慶應義塾高校野球部の選手たちが生き生きと野球に取り組めているかどうかは、親が子どもを客観的に見られないのと同じで、私自身では正確に判断することはできません。しかし、少なくとも周囲の方々からそう見えれば嬉しいですし、そういうチームを目指しています。

森林貴彦『Thinking Baseball 慶應義塾高校が目指す“野球を通じて引き出す価値”』(東洋館出版社)
森林貴彦『Thinking Baseball 慶應義塾高校が目指す“野球を通じて引き出す価値”』(東洋館出版社)

その選手がレギュラーであっても、そうではなくても、一人ひとりが毎日、「今日も野球がやりたいな」と生き生きとした気持ちでグラウンドに来てくれることが理想です。なかなか簡単にはいかないところもありますが、少なくともそういうチームを目指して日々、活動しています。

大切なのは、選手たちが高校野球の現場において「俺たちが主役だ」と思えるかどうか。選手あっての高校野球だと選手自身が思えなければならず、そのためには指導者が呪縛を解いてあげなければいけません。指導者は選手一人ひとりが輝くために、それを手助けするだけの存在に過ぎず、特別に偉いわけでもなんでもありません。

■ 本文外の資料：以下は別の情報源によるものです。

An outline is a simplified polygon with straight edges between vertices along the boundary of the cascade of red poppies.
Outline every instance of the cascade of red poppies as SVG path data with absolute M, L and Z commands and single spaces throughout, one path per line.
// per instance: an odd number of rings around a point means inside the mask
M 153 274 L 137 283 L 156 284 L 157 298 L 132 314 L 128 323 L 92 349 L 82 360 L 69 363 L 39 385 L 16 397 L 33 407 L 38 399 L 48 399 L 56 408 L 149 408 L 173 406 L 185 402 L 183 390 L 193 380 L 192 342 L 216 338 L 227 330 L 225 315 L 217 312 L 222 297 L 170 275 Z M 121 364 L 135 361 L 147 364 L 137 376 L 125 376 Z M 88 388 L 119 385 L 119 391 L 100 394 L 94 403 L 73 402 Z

指導者はそういう認識に立たなければいけませんし、選手にも、自分たちが主体的に取り組んでいるという実感を持たせてあげる。伝統やこれまでのやり方に縛られるのではなく、自分がやりたくて野球をやっているんだと選手が実感できるようにすることが、これからの高校野球を考えていく上でもっとも大切なことと言えるでしょう。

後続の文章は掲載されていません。